No published reports have characterized the biology of hematopoietic stem and progenitor cells in the human late embryonic and early fetal bone marrow. Several groups have isolated enriched populations of hematopoietic cells from the bone marrow (e.g. tibias and femurs) of human fetuses at 12 to 24 weeks’ gestation. Turner and colleagues compared in vivo repopulating ability of CD34⁺ cells isolated from fetal bone marrow, adult bone marrow, and mobilized peripheral blood cells (e.g. patients treated for 5 to 7 days with recombinant growth factors and blood cells collected by apheresis)[101]. The fetal marrow cells expanded to constitute 23% of the total number of marrow and spleen cells in 15% of the recipient mice, whereas adult marrow cells only engrafted in 2% of the recipients. Human peripheral blood cells engrafted in 3% of the mice but only in the T lymphocyte lineage. The investigators concluded that fetal marrow appears superior to adult marrow and mobilized peripheral blood in engrafting in this xenograft model and that human hematopoiesis can occur in this model without the administration of human cytokines to recipient mice. One factor that may have contributed to the high level of fetal marrow engraftment in the mice was that 18- and 9-fold more CD34⁺ cells were recovered in the fetal marrow than in the mobilized peripheral blood and adult bone marrow, respectively.

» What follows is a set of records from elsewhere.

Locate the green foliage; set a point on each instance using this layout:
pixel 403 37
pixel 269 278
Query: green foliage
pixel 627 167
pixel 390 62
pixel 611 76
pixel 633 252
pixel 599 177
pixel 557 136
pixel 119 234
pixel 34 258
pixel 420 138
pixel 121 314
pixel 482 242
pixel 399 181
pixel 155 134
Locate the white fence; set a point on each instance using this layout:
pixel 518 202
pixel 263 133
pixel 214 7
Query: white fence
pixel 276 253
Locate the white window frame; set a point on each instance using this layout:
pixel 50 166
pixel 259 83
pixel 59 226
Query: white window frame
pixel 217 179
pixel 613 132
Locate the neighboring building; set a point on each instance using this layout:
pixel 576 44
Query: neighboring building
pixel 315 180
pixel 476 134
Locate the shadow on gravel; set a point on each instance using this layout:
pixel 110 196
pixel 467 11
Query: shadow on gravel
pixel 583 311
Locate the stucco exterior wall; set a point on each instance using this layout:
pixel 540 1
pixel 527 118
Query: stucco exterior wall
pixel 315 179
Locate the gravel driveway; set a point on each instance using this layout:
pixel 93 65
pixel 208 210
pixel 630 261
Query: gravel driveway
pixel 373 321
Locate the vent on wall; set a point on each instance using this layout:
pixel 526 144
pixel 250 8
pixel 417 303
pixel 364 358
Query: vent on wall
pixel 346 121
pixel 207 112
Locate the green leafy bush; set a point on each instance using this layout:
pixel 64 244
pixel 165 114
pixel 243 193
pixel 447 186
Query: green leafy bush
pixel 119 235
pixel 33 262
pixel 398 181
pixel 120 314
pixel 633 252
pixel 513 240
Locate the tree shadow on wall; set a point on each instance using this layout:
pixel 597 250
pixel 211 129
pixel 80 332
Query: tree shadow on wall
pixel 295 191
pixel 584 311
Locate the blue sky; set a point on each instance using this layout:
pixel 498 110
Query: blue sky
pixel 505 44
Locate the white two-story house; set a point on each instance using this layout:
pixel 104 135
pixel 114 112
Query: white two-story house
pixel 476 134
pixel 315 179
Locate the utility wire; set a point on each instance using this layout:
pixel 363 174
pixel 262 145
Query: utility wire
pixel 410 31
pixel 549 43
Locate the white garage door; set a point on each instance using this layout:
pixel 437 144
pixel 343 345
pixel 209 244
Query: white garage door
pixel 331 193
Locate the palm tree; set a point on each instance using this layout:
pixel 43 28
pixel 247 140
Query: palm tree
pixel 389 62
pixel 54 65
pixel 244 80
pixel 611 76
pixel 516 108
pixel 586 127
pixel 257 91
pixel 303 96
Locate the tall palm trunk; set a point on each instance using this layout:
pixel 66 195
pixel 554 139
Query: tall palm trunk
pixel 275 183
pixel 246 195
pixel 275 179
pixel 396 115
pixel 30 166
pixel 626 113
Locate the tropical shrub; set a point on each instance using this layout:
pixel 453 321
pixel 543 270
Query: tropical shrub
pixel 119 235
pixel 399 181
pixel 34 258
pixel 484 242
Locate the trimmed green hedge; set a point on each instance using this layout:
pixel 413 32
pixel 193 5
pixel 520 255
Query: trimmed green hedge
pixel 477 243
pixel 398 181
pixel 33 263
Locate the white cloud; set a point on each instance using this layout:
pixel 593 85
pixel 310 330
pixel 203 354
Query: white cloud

While the use of human embryonic hematopoietic stem cells has not been widely applied for therapeutic transplantation, human umbilical cord blood has emerged as an effective alternative to adult bone marrow as a source of transplantable stem cells [102–106]. Human embryonic stem (hES) cell-derived hematopoietic stem cells has been proposed as an emerging hopeful inexhaustible alternative to all current sources of stem cells, though progress in defining full multilineage engraftment from a hES cell has been elusive [107–110]. Most encouraging are the increasing amounts of literature on reprogramming human somatic cells to pluripotent stem cells [111–113]. Indeed, recent work has demonstrated that human pluripotent stem cells can be differentiated into human hematopoietic stem and progenitor cells and that adult murine endothelial cells may be directly programmed into hematopoietic stem cells [114, 115]. These exciting developments may provide novel approaches to treating human disease, but more work is needed to understand the molecular regulation of hematopoietic stem cell development, and as such, both great challenges and life-altering opportunities lie ahead.